As I said earlier, the Epistles, for me, provide reasonably good evidence in favour of existence.
The writer is talking about someone. Who is it? That is arguably the key question, possibly effectively the only one in the end. That as far as we can reasonably tell, the letters were written not long after the supposed death of the supposed person being referred to is a big plus. 25 or so years would be nothing by the standard of attestations in ancient history. It would be almost contemporaneous, even though it's not quite.
Now, of course, there are all sorts of other possibilities. The writer could be talking about a celestial being (correction: an 'only ever' celestial being and not someone who had ever actually been on earth, since 'Paul' does obviously write about a celestial being) or he could have been talking about someone from the dim and distant past, or the letters could have been edited or even written later to make it look like he was talking about an actual person who lived recently, or 'Paul' may not have existed either, or he might have been a Roman spy, or.......
For me, in the end, and despite the shortage of biographical detail, there is still just enough in the epistles and enough reason to think it more likely they were written, by whoever, when it is generally agreed they were, to tip the balance slightly in favour of existence. Alternatives just aren't as parsimonious or coherent as explanations, imo. Some are just a stretch. A very appealing stretch, because hey, they make everything so much more interesting, possibly especially to those not enamoured by Christianity in the first place.
One thing I will say is that the person the writer of the epistles was (imo probably) writing about might have been very different from the person who later made it into the Gospels. Whoever 'Paul' was, I think it's possible he was only top guy in one (his, created by him) 'wing' of the early cult, and that there was an earlier, very small, more 'Judean, Jewish' wing in Jerusalem that 'Paul' was greatly at odds with, and may have more or less hijacked, or at least piggy-backed on, being the apparently ambitious narcissist that he seems to have been. And I think it's possible that the small, early, Jerusalem cult got more or less wiped out in the disastrous (for Judean Jews) war and in the destruction of Jerusalem in particular that very shortly followed, which may be why we are left today with the 'Pauline' (Hellenistic, diaspora) version, including, of course, the 4 canonical Gospels, not to mention Acts (of the Apostles).
We don't necessarily have to like anything about 'Paul', early Christianity or possibly even 'Jesus', just by thinking there was (probably) an actual cult-starter (nearly all cults have actual founders) just prior to 'Paul' who was a more-or-less-at-the-time insignificant Judean Jew in the 1st Century who met an untimely death.

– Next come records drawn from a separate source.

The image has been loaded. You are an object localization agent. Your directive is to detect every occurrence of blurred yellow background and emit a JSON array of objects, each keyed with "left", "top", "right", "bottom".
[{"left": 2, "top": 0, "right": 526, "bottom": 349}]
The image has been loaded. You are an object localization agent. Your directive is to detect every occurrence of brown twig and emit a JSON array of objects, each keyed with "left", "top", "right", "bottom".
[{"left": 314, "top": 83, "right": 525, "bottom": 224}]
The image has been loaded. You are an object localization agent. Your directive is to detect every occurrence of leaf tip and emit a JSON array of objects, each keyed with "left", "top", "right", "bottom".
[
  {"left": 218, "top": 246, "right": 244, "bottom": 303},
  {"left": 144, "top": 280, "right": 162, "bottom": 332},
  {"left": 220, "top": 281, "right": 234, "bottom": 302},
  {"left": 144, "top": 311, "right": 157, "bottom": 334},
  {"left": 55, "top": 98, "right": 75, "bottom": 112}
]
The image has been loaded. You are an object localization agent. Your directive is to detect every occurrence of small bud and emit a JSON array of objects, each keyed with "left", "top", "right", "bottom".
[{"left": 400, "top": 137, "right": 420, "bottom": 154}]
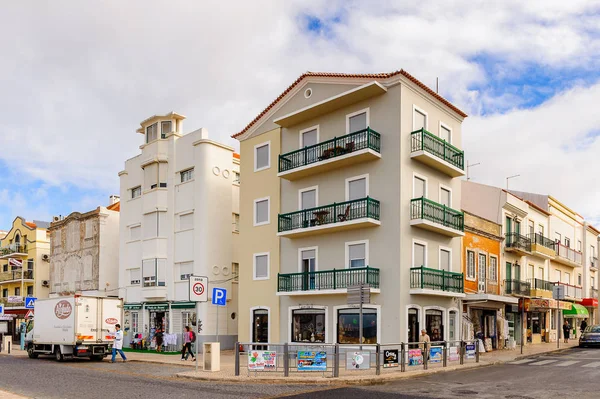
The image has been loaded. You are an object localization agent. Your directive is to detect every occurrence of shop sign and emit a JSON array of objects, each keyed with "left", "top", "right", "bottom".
[
  {"left": 124, "top": 303, "right": 143, "bottom": 310},
  {"left": 346, "top": 351, "right": 371, "bottom": 370},
  {"left": 429, "top": 346, "right": 443, "bottom": 363},
  {"left": 448, "top": 346, "right": 460, "bottom": 361},
  {"left": 146, "top": 303, "right": 169, "bottom": 311},
  {"left": 529, "top": 299, "right": 551, "bottom": 309},
  {"left": 297, "top": 351, "right": 327, "bottom": 371},
  {"left": 559, "top": 301, "right": 572, "bottom": 310},
  {"left": 465, "top": 344, "right": 476, "bottom": 359},
  {"left": 0, "top": 322, "right": 7, "bottom": 334},
  {"left": 0, "top": 314, "right": 15, "bottom": 321},
  {"left": 7, "top": 296, "right": 22, "bottom": 304},
  {"left": 247, "top": 350, "right": 276, "bottom": 371},
  {"left": 383, "top": 349, "right": 399, "bottom": 368},
  {"left": 408, "top": 349, "right": 423, "bottom": 366}
]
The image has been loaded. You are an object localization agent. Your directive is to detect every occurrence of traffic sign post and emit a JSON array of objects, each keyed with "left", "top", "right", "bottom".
[
  {"left": 25, "top": 297, "right": 37, "bottom": 309},
  {"left": 189, "top": 275, "right": 208, "bottom": 372},
  {"left": 212, "top": 288, "right": 227, "bottom": 344}
]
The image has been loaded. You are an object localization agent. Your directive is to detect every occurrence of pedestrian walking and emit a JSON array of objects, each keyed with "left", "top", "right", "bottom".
[
  {"left": 180, "top": 326, "right": 196, "bottom": 361},
  {"left": 563, "top": 320, "right": 570, "bottom": 343},
  {"left": 419, "top": 329, "right": 431, "bottom": 360},
  {"left": 581, "top": 319, "right": 588, "bottom": 334},
  {"left": 111, "top": 324, "right": 127, "bottom": 363},
  {"left": 155, "top": 327, "right": 164, "bottom": 352}
]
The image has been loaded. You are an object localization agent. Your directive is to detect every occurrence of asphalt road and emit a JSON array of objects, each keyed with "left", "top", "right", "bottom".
[{"left": 0, "top": 355, "right": 324, "bottom": 399}]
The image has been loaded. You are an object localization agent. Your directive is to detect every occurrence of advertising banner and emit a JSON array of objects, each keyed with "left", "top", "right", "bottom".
[
  {"left": 448, "top": 346, "right": 460, "bottom": 361},
  {"left": 383, "top": 349, "right": 399, "bottom": 368},
  {"left": 346, "top": 351, "right": 371, "bottom": 370},
  {"left": 248, "top": 350, "right": 277, "bottom": 371},
  {"left": 408, "top": 349, "right": 423, "bottom": 366},
  {"left": 297, "top": 351, "right": 327, "bottom": 371},
  {"left": 466, "top": 343, "right": 476, "bottom": 359},
  {"left": 429, "top": 346, "right": 443, "bottom": 363}
]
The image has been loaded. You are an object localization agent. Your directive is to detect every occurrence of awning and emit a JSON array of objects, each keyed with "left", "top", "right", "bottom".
[
  {"left": 563, "top": 304, "right": 589, "bottom": 319},
  {"left": 581, "top": 298, "right": 598, "bottom": 308}
]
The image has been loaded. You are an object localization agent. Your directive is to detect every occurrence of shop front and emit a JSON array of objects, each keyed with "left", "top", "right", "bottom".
[
  {"left": 563, "top": 303, "right": 590, "bottom": 339},
  {"left": 337, "top": 307, "right": 378, "bottom": 344},
  {"left": 1, "top": 308, "right": 26, "bottom": 342},
  {"left": 524, "top": 298, "right": 571, "bottom": 343},
  {"left": 580, "top": 298, "right": 597, "bottom": 325}
]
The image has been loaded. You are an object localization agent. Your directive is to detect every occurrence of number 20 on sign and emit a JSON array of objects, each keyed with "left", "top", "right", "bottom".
[{"left": 189, "top": 276, "right": 208, "bottom": 302}]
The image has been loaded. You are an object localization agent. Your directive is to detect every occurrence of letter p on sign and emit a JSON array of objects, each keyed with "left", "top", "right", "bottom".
[{"left": 212, "top": 288, "right": 227, "bottom": 306}]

We can see it all as involving at least mostly stupidity, superstition, duping, chicanery, politics (possibly involving what we might today call Marxist tendencies, or at least nationalism) militancy, radicalism, possibly even insurgency, and so on and so forth. I'm not saying 'Jesus' (if he existed) had no redeeming features, but there don't have to be all that many, and possibly very few indeed, in some scenarios.
Some have suggested that if the early Judean cult followers were around today, they might look quite a bit like the Taliban. That may be going too far, but I personally don't think it's totally way off. Just look at what the zeitgeist was, what was going on in the country at that time. Heck, look at some of the names (Iscariot = Sicarii, quite possibly, see links below*). Also, he was supposed to have been crucified. That's quite something. Check out what the Romans usually crucified Jews for at that time (and don't do it by reading the Gospels, those other two guys either side of him, if they even existed also, were probably 'bandits' not mere petty thieves, and 'bandits' has particular connotations in that context, being a derogatory term for political rebels). The founder, whoever he was, may of course have been a relative moderate, by the standards of the time. There is evidence that some of these religio-political, anti-establishment (including anti-Jewish establishment) Jewish fringe cults/movements had in their hierarchy both a militant person and a preacher (see also: propaganda) person, not entirely like many religio-political movements since and even today, in secular terms (See: The IRA and Sinn Fein).
But at least do not confuse saying that some fanatical nutter may have been going about in Judea in the 1st C with necessarily saying anything much in favour of him or the woo, end-of-the-world-is-nigh cult he might have been part of.